Last but not least: “Indien men niet de arbeidsmiddelen en persoonlijke beschermingsmiddelen aantoonbaar jaarlijks laat keuren, loopt men het risico dat in geval van een ongeval de eigenaar wettelijk aansprakelijk gesteld kan worden voor de geleden schade. Daarnaast kan hij ook een boete opgelegd krijgen wegens het bewust in gevaar brengen van eventuele gebruikers.”

Misschien dat u zaken kan noemen die tot boetes of aansprakelijkheden hebben geleid.

Met vriendelijke groet,

Ton Berlee

Antwoord Instituut voor Dakveiligheid

Geachte heer Berlee,

Bij deze doen wij u onze reactie toekomen op uw ingezonden brief van 12 januari 2011.

U vraagt aan ons waar u de directive kan vinden waarin vermeld staat dat ankerpunten voorzien dienen te worden van een CE markering.  Zo’n 90% van de fabrikanten en wederverkopers van ankerpunten classificeerden deze als PBM (conform de richtlijn persoonlijke beschermingsmiddelen) en niet als constructieanker. Wij deelden deze mening. Echter naar aanleiding van de recent gepubliceerde Europese uitspraak over de CE markering op ankerpunten moeten wij ons standpunt herzien. Nu zij worden geschaard onder de bouwproductenrichtlijn 89/106/EEG mogen zij dus vanaf nu geen CE markering meer voeren. Daarentegen willen wij wel vermelden dat het Europese beleid erop gericht is om alle bouwproducten te voorzien van een CE markering.

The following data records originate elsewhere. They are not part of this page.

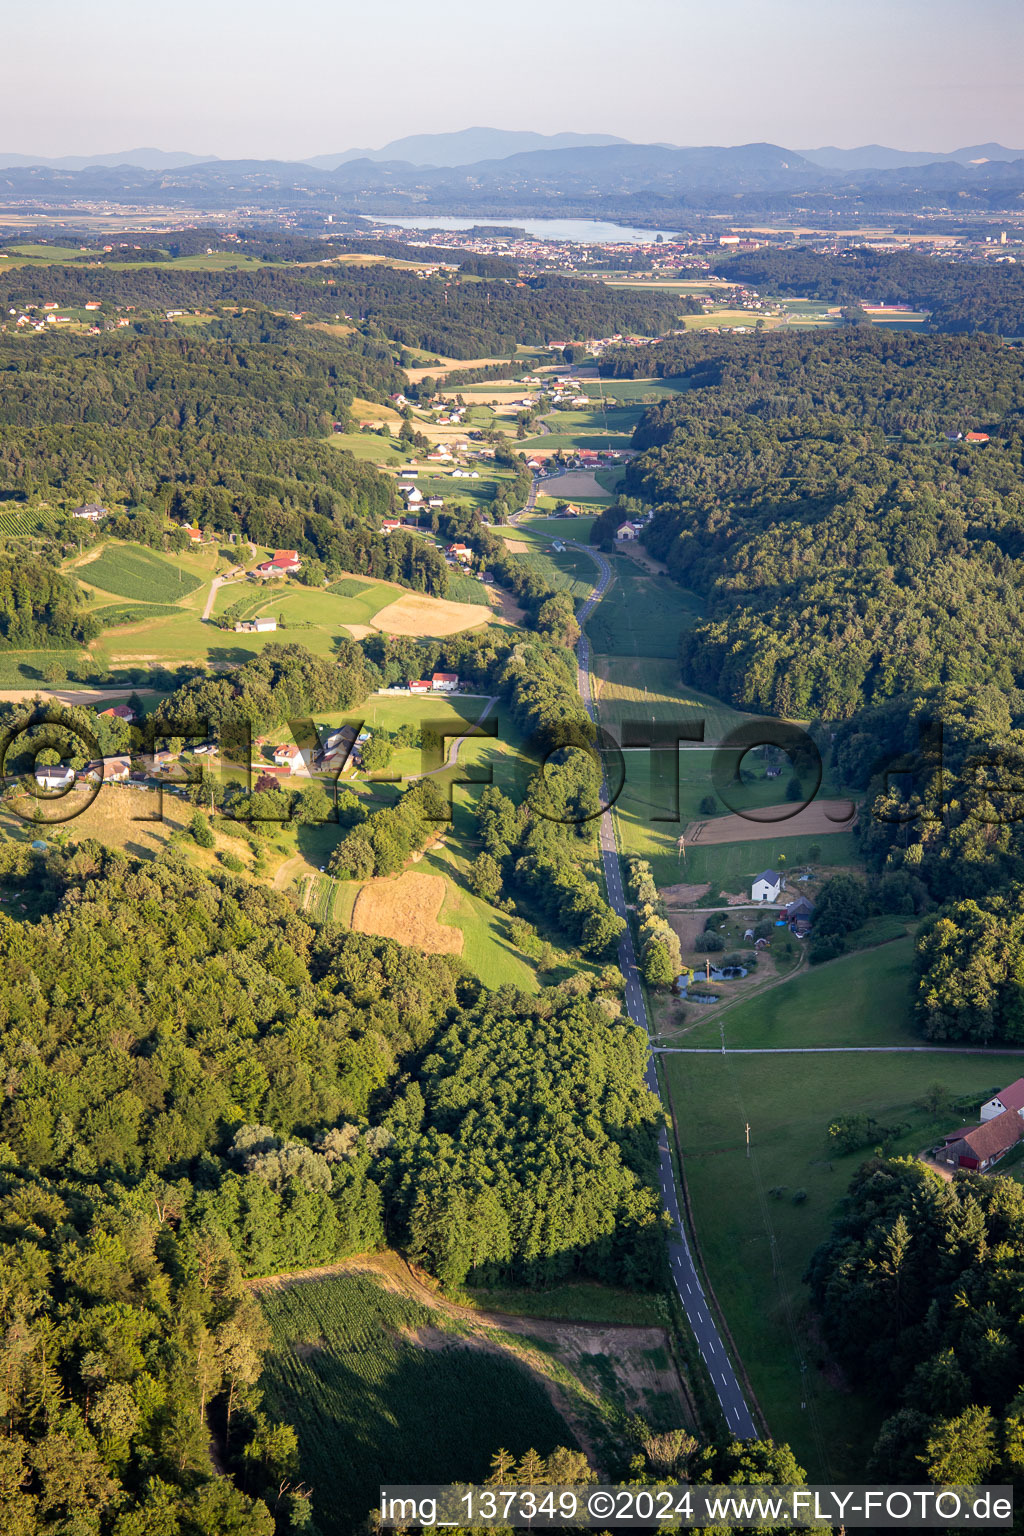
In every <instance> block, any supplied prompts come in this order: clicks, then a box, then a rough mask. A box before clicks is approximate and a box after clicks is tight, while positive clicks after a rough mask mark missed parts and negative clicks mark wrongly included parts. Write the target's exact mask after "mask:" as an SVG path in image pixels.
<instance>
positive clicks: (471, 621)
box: [372, 591, 493, 637]
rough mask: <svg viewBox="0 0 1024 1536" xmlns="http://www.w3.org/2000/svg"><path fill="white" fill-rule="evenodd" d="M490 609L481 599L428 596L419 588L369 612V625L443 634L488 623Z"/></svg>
mask: <svg viewBox="0 0 1024 1536" xmlns="http://www.w3.org/2000/svg"><path fill="white" fill-rule="evenodd" d="M491 619H493V614H491V610H490V608H488V607H487V605H485V604H482V602H448V599H447V598H428V596H427V594H425V593H421V591H408V593H405V596H404V598H399V599H398V601H396V602H388V605H387V608H381V611H379V613H376V614H375V616H373V621H372V622H373V628H375V630H382V631H384V634H431V636H438V637H444V636H447V634H457V633H459V631H461V630H474V628H476V627H477V624H490V622H491Z"/></svg>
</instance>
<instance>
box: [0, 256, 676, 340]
mask: <svg viewBox="0 0 1024 1536" xmlns="http://www.w3.org/2000/svg"><path fill="white" fill-rule="evenodd" d="M88 301H98V303H103V304H107V306H111V307H112V309H124V307H126V306H132V309H135V310H137V312H138V313H146V312H150V313H160V312H166V310H170V309H180V310H203V312H209V310H216V309H218V307H226V306H230V307H232V309H235V307H246V309H258V310H272V312H282V313H286V315H292V313H298V315H304V316H307V318H313V319H327V321H332V319H336V318H338V316H341V318H345V319H350V321H353V323H355V324H356V326H358V327H361V330H362V332H364V335H367V336H370V338H388V339H390V341H395V343H399V344H401V346H407V347H421V349H424V350H427V352H430V353H439V355H442V356H453V358H479V356H490V355H502V353H505V355H511V353H513V352H514V350H516V347H517V346H520V344H524V346H545V344H548V343H553V341H579V339H586V338H590V336H611V335H616V333H617V332H639V333H640V335H646V336H657V335H660V333H662V332H665V330H668V329H669V327H671V326H672V324H674V321H676V313H677V304H676V303H674V301H672V300H671V298H662V296H660V295H657V293H643V292H642V293H628V292H622V290H619V289H609V287H605V286H603V284H599V283H585V281H580V280H574V278H565V276H537V278H530V280H527V281H525V283H517V281H514V280H511V281H510V280H508V278H476V276H471V275H467V276H465V278H462V276H459V273H457V272H441V273H438V275H431V276H425V278H421V276H418V275H416V273H415V272H410V270H407V269H398V267H388V266H381V264H373V266H355V264H345V266H333V267H330V266H310V267H301V266H290V267H282V266H267V267H244V269H236V270H224V272H192V270H184V269H181V267H169V266H166V264H158V266H149V267H140V269H134V267H132V269H126V267H121V266H104V267H101V269H98V267H89V269H81V267H77V266H64V267H58V266H51V267H38V269H32V267H17V269H15V270H12V272H11V273H0V304H2V306H3V313H5V315H6V313H8V310H11V309H15V310H17V309H25V306H28V304H37V306H41V304H46V303H57V304H64V306H69V307H75V306H83V304H86V303H88Z"/></svg>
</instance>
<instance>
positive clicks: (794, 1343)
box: [660, 946, 1012, 1481]
mask: <svg viewBox="0 0 1024 1536" xmlns="http://www.w3.org/2000/svg"><path fill="white" fill-rule="evenodd" d="M892 948H895V946H892ZM872 954H874V955H877V957H880V960H881V962H883V963H884V957H886V949H881V951H874V952H872ZM863 958H864V960H867V957H863ZM844 965H847V962H835V963H834V965H829V966H824V968H823V971H821V975H823V977H824V978H826V980H824V982H817V975H815V977H803V975H800V977H797V978H794V980H792V982H788V983H785V985H781V986H780V988H778V989H777V991H778V992H780V994H792V992H794V991H795V989H798V988H803V986H804V985H808V983H811V982H815V983H817V985H818V986H821V988H823V986H826V985H827V986H829V988H832V997H834V1000H835V1001H838V998H840V992H841V991H843V982H844V980H846V972H844V971H843V966H844ZM829 971H832V975H831V977H827V972H829ZM797 995H800V994H797ZM889 995H890V992H889V991H887V988H886V983H881V985H880V986H878V988H872V986H861V988H860V992H858V1005H854V1006H852V1009H851V1011H849V1012H847V1015H846V1025H844V1028H846V1029H852V1031H858V1029H860V1028H861V1026H860V1023H858V1021H857V1017H855V1014H857V1012H858V1009H860V1008H863V1009H867V1011H880V1009H881V1008H883V1006H884V1000H886V997H889ZM761 1003H763V1000H758V1003H751V1005H748V1008H757V1006H761ZM780 1006H786V1005H780ZM809 1006H821V1008H823V1009H824V1014H823V1017H820V1018H817V1020H815V1023H817V1025H818V1028H820V1032H821V1035H824V1037H826V1040H827V1031H829V1017H831V1015H829V998H827V997H823V995H818V997H815V998H811V1000H809ZM738 1014H740V1008H737V1009H735V1014H734V1017H735V1015H738ZM794 1017H795V1015H794ZM778 1043H780V1044H781V1043H785V1041H783V1038H778ZM660 1061H662V1068H663V1075H665V1081H666V1083H668V1089H669V1104H671V1112H672V1118H674V1121H676V1126H677V1134H679V1140H680V1144H682V1152H683V1167H685V1174H686V1184H688V1189H689V1198H691V1204H692V1210H694V1220H695V1226H697V1233H699V1238H700V1249H702V1253H703V1258H705V1261H706V1266H708V1270H709V1275H711V1281H712V1286H714V1290H715V1295H717V1298H718V1301H720V1304H722V1307H723V1312H725V1315H726V1318H728V1321H729V1329H731V1332H732V1336H734V1338H735V1342H737V1349H738V1353H740V1356H742V1359H743V1364H745V1367H746V1370H748V1373H749V1376H751V1381H752V1382H754V1390H755V1393H757V1398H758V1401H760V1404H761V1407H763V1409H765V1413H766V1415H768V1422H769V1427H771V1432H772V1435H774V1436H775V1439H780V1441H789V1444H791V1445H792V1448H794V1452H795V1455H797V1459H798V1461H800V1464H801V1465H803V1467H806V1468H808V1470H809V1475H811V1479H812V1481H829V1479H843V1478H851V1476H855V1475H857V1473H858V1470H860V1468H863V1467H864V1465H866V1461H867V1456H869V1452H870V1444H872V1441H874V1438H875V1435H877V1432H878V1415H877V1412H875V1410H872V1407H870V1405H869V1404H867V1402H866V1401H864V1399H863V1398H858V1396H857V1395H854V1393H851V1392H849V1390H841V1387H840V1385H838V1384H837V1373H835V1372H834V1370H832V1369H831V1366H829V1361H827V1358H826V1355H824V1350H823V1347H821V1344H820V1341H818V1332H817V1329H815V1326H814V1319H812V1318H811V1315H809V1307H808V1293H806V1287H804V1286H803V1283H801V1276H803V1273H804V1269H806V1266H808V1261H809V1258H811V1255H812V1252H814V1249H815V1247H817V1246H818V1243H821V1241H823V1240H824V1238H826V1236H827V1233H829V1229H831V1223H832V1220H834V1217H835V1213H837V1210H838V1206H840V1201H841V1200H843V1195H844V1193H846V1189H847V1184H849V1181H851V1178H852V1175H854V1172H855V1169H857V1167H858V1164H860V1163H861V1161H863V1160H864V1157H866V1155H869V1154H870V1150H872V1149H870V1147H869V1149H866V1150H863V1152H855V1154H851V1155H846V1157H837V1155H835V1152H834V1150H831V1149H829V1147H827V1144H826V1130H827V1126H829V1123H831V1121H832V1120H834V1118H835V1117H837V1115H854V1114H861V1112H863V1114H867V1115H872V1117H874V1118H875V1120H877V1121H878V1123H880V1124H883V1126H901V1124H903V1126H906V1127H907V1129H906V1130H904V1132H903V1134H901V1135H898V1137H897V1138H895V1143H894V1146H895V1150H897V1152H898V1154H901V1155H913V1154H915V1152H917V1150H918V1149H921V1147H924V1146H927V1144H929V1143H930V1141H932V1138H935V1137H938V1135H941V1132H943V1130H947V1129H949V1127H950V1126H949V1114H946V1115H944V1117H938V1118H936V1117H935V1115H932V1114H929V1112H927V1111H926V1109H923V1107H921V1098H923V1095H924V1092H926V1089H927V1087H929V1086H930V1084H933V1083H943V1084H944V1086H946V1087H947V1089H949V1091H950V1097H961V1095H966V1094H972V1095H975V1097H976V1098H978V1100H981V1098H983V1097H984V1095H987V1094H989V1092H990V1091H992V1089H993V1087H998V1084H999V1083H1001V1081H1004V1080H1006V1063H1003V1066H1001V1064H999V1061H998V1058H992V1057H987V1055H984V1054H970V1052H963V1054H949V1055H933V1057H927V1055H913V1054H906V1055H890V1054H886V1055H883V1054H877V1055H872V1054H866V1055H788V1054H766V1055H754V1057H738V1055H720V1054H718V1052H715V1054H712V1055H665V1057H662V1058H660ZM1010 1075H1012V1069H1010ZM748 1123H749V1126H751V1149H749V1157H748V1154H746V1144H745V1126H746V1124H748ZM797 1190H803V1192H804V1193H806V1198H803V1200H800V1201H798V1203H794V1193H795V1192H797Z"/></svg>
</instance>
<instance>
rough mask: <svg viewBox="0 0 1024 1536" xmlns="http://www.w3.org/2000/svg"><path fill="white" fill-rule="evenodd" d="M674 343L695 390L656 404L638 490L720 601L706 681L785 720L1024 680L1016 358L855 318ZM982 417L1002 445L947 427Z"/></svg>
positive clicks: (663, 544) (683, 371) (679, 571)
mask: <svg viewBox="0 0 1024 1536" xmlns="http://www.w3.org/2000/svg"><path fill="white" fill-rule="evenodd" d="M657 350H659V352H662V349H657ZM665 353H666V356H665V358H663V359H662V361H663V367H665V369H666V372H672V373H683V375H685V378H686V381H688V382H689V386H691V387H689V389H688V390H685V392H683V393H680V395H676V396H674V398H672V399H669V401H666V402H663V404H659V406H654V407H649V409H648V410H646V412H645V413H643V418H642V421H640V424H639V425H637V429H636V436H634V441H636V445H637V447H640V449H643V450H645V452H643V453H642V455H640V458H637V459H636V461H634V462H631V465H629V468H628V472H626V490H628V493H629V495H631V496H634V498H639V499H642V501H643V502H645V504H648V505H652V507H654V511H656V516H654V521H652V524H651V525H649V528H648V531H646V535H645V541H646V544H648V547H649V548H651V551H652V553H654V554H657V556H659V558H662V559H665V561H666V562H668V567H669V570H671V573H672V574H674V576H676V578H677V579H679V581H680V582H683V584H685V585H688V587H692V588H694V590H695V591H699V593H700V594H702V596H703V598H705V599H706V601H708V610H709V616H708V619H706V621H705V622H702V624H699V625H697V627H695V628H694V630H692V631H689V633H686V634H685V636H683V637H682V664H683V671H685V674H686V677H688V679H689V680H691V682H692V684H695V685H697V687H700V688H705V690H708V691H709V693H717V694H722V696H726V697H729V699H734V700H735V702H737V703H743V705H749V707H754V708H758V710H761V711H765V713H768V714H778V716H791V717H792V716H797V717H801V716H803V717H806V716H814V714H821V716H824V717H827V719H844V717H849V716H851V714H854V713H857V711H858V710H861V708H864V707H866V705H870V703H877V702H881V700H886V699H889V697H894V696H897V694H907V693H920V691H924V690H927V688H933V687H940V685H949V684H975V685H976V684H996V685H1001V687H1016V685H1018V680H1019V679H1024V650H1022V648H1021V628H1022V625H1021V617H1022V614H1021V598H1019V593H1021V585H1022V578H1024V568H1022V567H1021V554H1022V553H1024V501H1022V498H1021V465H1022V459H1024V418H1022V415H1021V412H1022V410H1024V382H1022V375H1021V370H1019V359H1018V355H1016V353H1015V352H1012V350H1007V349H1003V347H1001V346H999V344H998V343H996V341H992V339H987V338H970V339H967V338H921V336H910V335H881V333H878V332H877V330H872V329H867V327H851V329H849V330H847V332H831V333H824V335H817V336H811V335H803V336H794V335H788V336H775V335H771V336H763V338H758V339H751V338H729V336H702V338H680V339H677V341H672V343H669V344H666V347H665ZM611 366H613V367H617V369H620V367H622V366H623V364H622V362H620V361H619V359H613V362H611ZM636 366H637V367H640V369H642V367H643V366H645V364H643V361H640V362H637V364H636ZM978 427H983V429H984V430H986V432H989V433H990V439H992V441H990V442H987V444H984V445H975V444H967V442H966V441H947V438H950V436H955V435H956V433H966V432H967V430H972V429H978ZM613 519H614V508H613V510H609V511H608V515H606V516H603V518H602V519H600V521H599V524H597V527H596V530H594V538H596V539H599V541H600V539H605V541H606V539H608V536H609V533H611V522H613Z"/></svg>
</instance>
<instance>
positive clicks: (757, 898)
mask: <svg viewBox="0 0 1024 1536" xmlns="http://www.w3.org/2000/svg"><path fill="white" fill-rule="evenodd" d="M781 888H783V877H781V876H780V874H777V872H775V871H774V869H766V871H765V872H763V874H758V877H757V880H755V882H754V885H752V886H751V902H777V900H778V892H780V891H781Z"/></svg>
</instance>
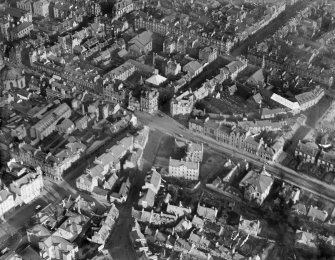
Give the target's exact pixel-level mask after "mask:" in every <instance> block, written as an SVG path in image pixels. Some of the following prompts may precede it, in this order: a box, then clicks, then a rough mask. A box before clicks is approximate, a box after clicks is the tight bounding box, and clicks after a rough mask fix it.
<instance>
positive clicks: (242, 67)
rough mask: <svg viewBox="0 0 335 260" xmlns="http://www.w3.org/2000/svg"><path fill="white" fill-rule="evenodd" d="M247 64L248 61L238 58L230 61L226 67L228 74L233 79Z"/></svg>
mask: <svg viewBox="0 0 335 260" xmlns="http://www.w3.org/2000/svg"><path fill="white" fill-rule="evenodd" d="M247 66H248V61H247V60H244V59H240V60H237V61H232V62H230V63H229V64H228V65H227V66H226V68H227V69H228V71H229V75H230V77H231V79H232V80H235V79H236V77H237V75H238V74H239V73H240V72H241V71H243V70H244V69H245V68H246V67H247Z"/></svg>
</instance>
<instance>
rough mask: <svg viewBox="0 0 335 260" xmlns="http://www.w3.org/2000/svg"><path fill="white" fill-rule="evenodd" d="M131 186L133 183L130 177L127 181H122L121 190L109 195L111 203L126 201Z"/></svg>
mask: <svg viewBox="0 0 335 260" xmlns="http://www.w3.org/2000/svg"><path fill="white" fill-rule="evenodd" d="M130 187H131V183H130V180H129V177H128V178H127V180H126V181H124V182H122V184H121V187H120V189H119V191H118V192H117V191H114V192H112V194H111V195H110V196H109V200H110V202H111V203H113V202H117V203H124V202H125V201H126V200H127V198H128V194H129V190H130Z"/></svg>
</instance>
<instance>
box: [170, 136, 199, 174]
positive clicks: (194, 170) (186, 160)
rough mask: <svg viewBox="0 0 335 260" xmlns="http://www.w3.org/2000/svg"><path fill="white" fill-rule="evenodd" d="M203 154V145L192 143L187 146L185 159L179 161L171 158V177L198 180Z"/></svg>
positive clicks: (170, 158)
mask: <svg viewBox="0 0 335 260" xmlns="http://www.w3.org/2000/svg"><path fill="white" fill-rule="evenodd" d="M203 153H204V146H203V144H198V143H192V142H190V143H188V144H186V156H185V157H184V158H182V159H181V160H177V159H172V158H171V157H170V159H169V170H168V172H169V176H172V177H176V178H184V179H187V180H198V179H199V174H200V163H201V161H202V158H203Z"/></svg>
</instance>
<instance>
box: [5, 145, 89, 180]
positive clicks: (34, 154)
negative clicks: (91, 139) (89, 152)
mask: <svg viewBox="0 0 335 260" xmlns="http://www.w3.org/2000/svg"><path fill="white" fill-rule="evenodd" d="M85 150H86V145H84V144H83V143H81V142H79V141H75V142H70V143H68V144H66V146H65V148H64V149H61V150H60V151H59V152H57V153H56V154H52V153H50V152H49V153H45V152H43V151H42V150H41V149H40V148H35V147H33V146H32V145H30V144H27V143H25V142H22V143H20V144H19V145H17V146H16V145H15V146H13V147H12V148H11V149H10V154H11V157H12V158H14V159H15V160H16V161H19V162H23V163H25V164H27V165H29V166H32V167H38V166H39V167H41V170H42V171H43V173H44V174H45V175H46V176H47V177H49V178H51V179H54V180H61V179H62V174H63V173H64V171H65V170H67V169H68V168H70V167H71V165H72V164H73V163H74V162H76V161H77V160H78V159H79V158H80V157H81V155H82V153H83V152H84V151H85Z"/></svg>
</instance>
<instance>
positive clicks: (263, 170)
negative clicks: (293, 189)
mask: <svg viewBox="0 0 335 260" xmlns="http://www.w3.org/2000/svg"><path fill="white" fill-rule="evenodd" d="M272 184H273V177H272V176H271V175H270V174H269V173H267V172H266V171H265V170H262V171H261V172H260V173H258V172H255V171H254V170H251V171H249V172H248V173H247V175H246V176H245V177H244V178H243V179H242V181H241V182H240V186H242V187H247V186H252V187H254V188H255V190H256V191H257V192H259V193H261V194H262V193H264V192H265V191H266V190H267V189H268V188H269V186H272Z"/></svg>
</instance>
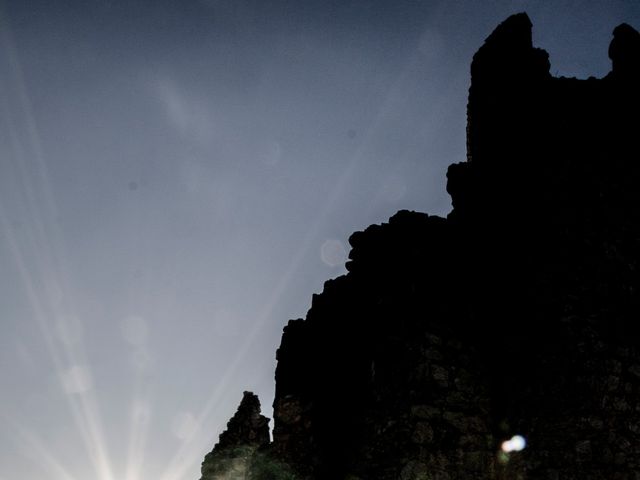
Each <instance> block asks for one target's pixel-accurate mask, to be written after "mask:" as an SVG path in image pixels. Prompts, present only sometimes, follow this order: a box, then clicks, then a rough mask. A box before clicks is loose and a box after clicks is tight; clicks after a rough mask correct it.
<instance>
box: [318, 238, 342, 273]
mask: <svg viewBox="0 0 640 480" xmlns="http://www.w3.org/2000/svg"><path fill="white" fill-rule="evenodd" d="M320 258H321V259H322V261H323V262H324V263H325V264H326V265H329V266H330V267H336V266H338V265H341V264H343V263H344V261H345V259H346V258H347V251H346V250H345V248H344V246H343V245H342V242H340V241H339V240H327V241H326V242H324V243H323V244H322V246H321V247H320Z"/></svg>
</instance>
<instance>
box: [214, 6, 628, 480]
mask: <svg viewBox="0 0 640 480" xmlns="http://www.w3.org/2000/svg"><path fill="white" fill-rule="evenodd" d="M609 56H610V57H611V59H612V65H613V68H612V71H611V72H610V73H609V74H608V75H607V76H606V77H605V78H602V79H595V78H589V79H587V80H577V79H567V78H554V77H552V76H551V75H550V74H549V61H548V55H547V53H546V52H544V51H543V50H540V49H536V48H534V47H533V45H532V41H531V23H530V21H529V18H528V17H527V16H526V15H525V14H519V15H515V16H512V17H510V18H509V19H508V20H506V21H505V22H504V23H502V24H501V25H500V26H498V28H496V30H495V31H494V32H493V33H492V34H491V35H490V36H489V37H488V38H487V40H486V41H485V44H484V45H483V46H482V47H481V48H480V50H479V51H478V52H477V53H476V55H475V56H474V59H473V62H472V66H471V87H470V90H469V104H468V127H467V133H468V135H467V137H468V145H467V150H468V158H467V161H466V162H464V163H459V164H455V165H452V166H451V167H450V168H449V171H448V174H447V177H448V184H447V190H448V192H449V193H450V195H451V197H452V203H453V207H454V208H453V211H452V212H451V214H450V215H449V216H448V218H447V219H443V218H438V217H433V216H428V215H426V214H422V213H415V212H408V211H401V212H398V213H397V214H396V215H394V216H393V217H392V218H391V219H390V220H389V222H388V223H386V224H382V225H373V226H371V227H369V228H367V229H366V230H365V231H364V232H356V233H354V234H353V235H352V236H351V238H350V243H351V245H352V247H353V249H352V251H351V253H350V255H349V258H350V261H349V262H348V264H347V269H348V274H347V275H345V276H342V277H339V278H337V279H335V280H330V281H328V282H327V283H326V284H325V288H324V291H323V293H322V294H320V295H314V297H313V301H312V306H311V309H310V310H309V312H308V314H307V318H306V319H305V320H292V321H290V322H289V324H288V325H287V327H285V329H284V334H283V338H282V343H281V346H280V349H279V350H278V354H277V358H278V367H277V370H276V397H275V401H274V416H275V418H274V423H275V425H274V432H273V442H272V443H271V444H270V445H268V446H265V447H264V449H263V450H262V451H263V452H266V453H264V455H266V456H267V457H268V458H269V459H270V460H272V461H273V462H277V465H278V466H279V467H278V468H270V469H266V468H261V467H260V466H259V465H257V464H256V466H254V467H251V468H248V470H247V472H246V476H245V477H239V478H254V479H265V480H266V479H276V478H298V479H322V480H324V479H351V480H356V479H362V480H370V479H376V480H392V479H393V480H396V479H399V480H414V479H415V480H418V479H422V480H432V479H433V480H436V479H437V480H453V479H460V480H461V479H469V478H476V479H502V478H505V479H506V478H510V479H511V478H515V479H549V480H552V479H553V480H560V479H563V480H564V479H569V480H573V479H575V480H577V479H581V480H583V479H587V480H588V479H618V480H637V479H639V478H640V345H639V343H638V339H639V337H640V323H639V322H640V293H639V290H638V288H639V287H640V273H639V267H640V265H639V260H640V258H639V257H640V213H639V210H638V205H640V201H639V200H640V198H639V197H640V188H639V185H640V158H638V157H639V155H638V151H639V149H638V146H637V144H636V142H637V138H638V134H639V133H640V128H639V127H640V117H639V116H638V112H639V111H640V109H639V107H640V89H639V88H638V85H639V83H638V81H639V80H640V34H638V32H636V31H635V30H634V29H633V28H631V27H630V26H628V25H624V24H623V25H620V26H618V27H617V28H616V29H615V30H614V38H613V41H612V43H611V46H610V49H609ZM515 433H520V434H522V435H524V436H525V437H526V438H527V441H528V447H527V448H526V449H525V450H524V451H522V452H520V453H516V454H511V455H501V454H499V447H500V443H501V442H502V441H503V440H505V439H506V438H509V437H510V436H511V435H512V434H515ZM221 443H222V437H221ZM222 450H224V449H222V448H218V451H222ZM215 452H216V449H214V453H215ZM210 455H212V454H210ZM212 459H213V457H210V458H209V457H208V459H205V463H204V464H203V480H208V479H210V478H216V477H213V476H207V474H206V471H208V470H206V469H207V468H209V466H210V464H211V461H212ZM273 465H275V463H274V464H273ZM273 465H271V466H273ZM285 466H286V468H285ZM294 473H295V476H294V475H293V474H294ZM234 478H235V477H234Z"/></svg>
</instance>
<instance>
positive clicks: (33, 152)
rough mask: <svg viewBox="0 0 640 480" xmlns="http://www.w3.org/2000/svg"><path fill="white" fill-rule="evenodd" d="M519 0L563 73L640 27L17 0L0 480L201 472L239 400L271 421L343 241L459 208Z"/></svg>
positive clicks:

Voor wat betreft gecertificeerde personen zijn er instanties (lees: fabrikanten of wederverkopers) die personen opleiden en bij een positieve uitkomst certificeren als deskundig persoon. Daarnaast (ik spreek uit eigen ervaring) geven fabrikanten ook trainingen en cursussen om personen op te leiden tot gecertificeerd persoon voor het mogen keuren van pbm’s alsmede losse ankerpunten en staalkabelsystemen.

U heeft een opmerking over het jaarlijks keuren van inspecteren van ankerpunten waarbij u insinueert dat wij dit vermelden omdat wij hiervan geldelijk gewin hebben. Het Instituut heeft als doelstellingen het borgen van de kwaliteit van systemen, mensen en middelen en materiaal voor het veilig werken op daken. Vanuit die optiek hebben wij dit in ons artikel vermeld. Onze dienstverlening bestaat dus niet uit het periodiek keuren van systemen, middelen of materiaal. Indien wij dit zouden doen, dan zouden wij een concurrent worden van onze erkende organisaties en dat kan (zoals u begrijpt) natuurlijk nooit onze doelstelling zijn.  Uiteraard voeren wij wel opleveringen uit waarbij wij wel visueel inspecteren (maar nooit keuren).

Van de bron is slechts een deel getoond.